Full disclosure: I was supposed to have read Henry James’ The Turn of the Screw for my AP Language class about 15 years ago, but like many books assigned to me, I forewent the reading and instead drew my knowledge heavily from my studious best friend and Spark Notes. That being said, I am currently quarantined in my parents’ house where a stack of my high school “faux reads” gather dust in the basement. I decided to tackle my abandoned scholastic literary foes — which brings me to my reckoning with The Turn of the Screw.
It’s a story within a story, beginning with a man building up a ghostly tale to avid listeners around a fire. He loved a woman, who was a governess, and she told a crazy ghost story about the children she looked after who were affected by “horrors.” The meat of the story is told from the unnamed governess’ perspective, and it might be more stream-of-conscious than this review. Essentially, the male guardian of two orphaned children hires a governess to care for the children in his far away country estate. The governess believes the children to be positively cherubic and delightful, that is, until she sees ghosts. The governess witnesses two ghostly apparitions of a man and a woman in this big ol’ house and confirms with the housekeeper that the apparitions she sees are in fact both former employees of the estate and lovers who perished sometime before the current governess’ employ. Slowly, but surely the governess convinces herself that the children are essentially possessed by the ghosts — they are no longer innocent, glowing angels, but sinister old souls that need salvation. Or do they?

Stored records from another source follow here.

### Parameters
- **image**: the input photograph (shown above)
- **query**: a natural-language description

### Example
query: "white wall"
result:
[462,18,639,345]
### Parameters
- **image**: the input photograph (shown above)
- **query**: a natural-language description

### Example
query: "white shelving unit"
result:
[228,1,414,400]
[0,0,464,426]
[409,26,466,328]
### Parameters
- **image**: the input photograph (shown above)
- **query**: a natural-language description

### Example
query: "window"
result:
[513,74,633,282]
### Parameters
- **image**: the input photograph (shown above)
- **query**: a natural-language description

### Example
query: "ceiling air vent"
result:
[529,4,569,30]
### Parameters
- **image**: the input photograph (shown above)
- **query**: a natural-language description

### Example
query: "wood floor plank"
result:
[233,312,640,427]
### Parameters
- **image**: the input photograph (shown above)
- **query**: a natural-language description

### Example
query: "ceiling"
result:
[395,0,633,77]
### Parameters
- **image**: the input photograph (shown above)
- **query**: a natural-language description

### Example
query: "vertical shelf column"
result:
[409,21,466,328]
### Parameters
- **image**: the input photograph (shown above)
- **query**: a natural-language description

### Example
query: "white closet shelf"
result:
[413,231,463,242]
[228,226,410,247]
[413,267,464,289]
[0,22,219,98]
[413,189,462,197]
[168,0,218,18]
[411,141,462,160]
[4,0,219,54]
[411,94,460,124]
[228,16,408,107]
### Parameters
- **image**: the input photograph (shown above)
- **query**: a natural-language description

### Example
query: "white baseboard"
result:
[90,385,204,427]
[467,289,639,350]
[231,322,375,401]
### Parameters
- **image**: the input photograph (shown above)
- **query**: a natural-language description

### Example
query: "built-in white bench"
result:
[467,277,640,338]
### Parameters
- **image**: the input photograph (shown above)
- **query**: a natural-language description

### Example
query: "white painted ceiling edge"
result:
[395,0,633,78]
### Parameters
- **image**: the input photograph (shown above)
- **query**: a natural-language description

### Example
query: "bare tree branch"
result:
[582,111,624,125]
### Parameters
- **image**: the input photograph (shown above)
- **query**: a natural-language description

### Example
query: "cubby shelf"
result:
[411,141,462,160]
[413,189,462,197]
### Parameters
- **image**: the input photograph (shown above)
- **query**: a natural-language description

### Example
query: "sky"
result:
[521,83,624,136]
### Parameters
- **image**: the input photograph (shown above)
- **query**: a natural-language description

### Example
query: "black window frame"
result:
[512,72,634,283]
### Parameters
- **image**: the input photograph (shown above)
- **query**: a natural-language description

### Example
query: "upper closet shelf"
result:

I think the true mystery lies in the question: ghosts or insanity? While the narrator’s winding thoughts jumbled my brain from time to time, I think the most enjoyable part of this book is tracking the reliability of the narrator. I opened this book expecting a full on ghost haunting and closed it with a psychological paradigm looming in my brain. The ambiguity stunned me in the best way. It’s a short read, but it would make for a fun discussion. (It’s too bad I didn’t participate my high school English class). I recommend to read with at least one other person in order to debate this not so straightforward horror novella.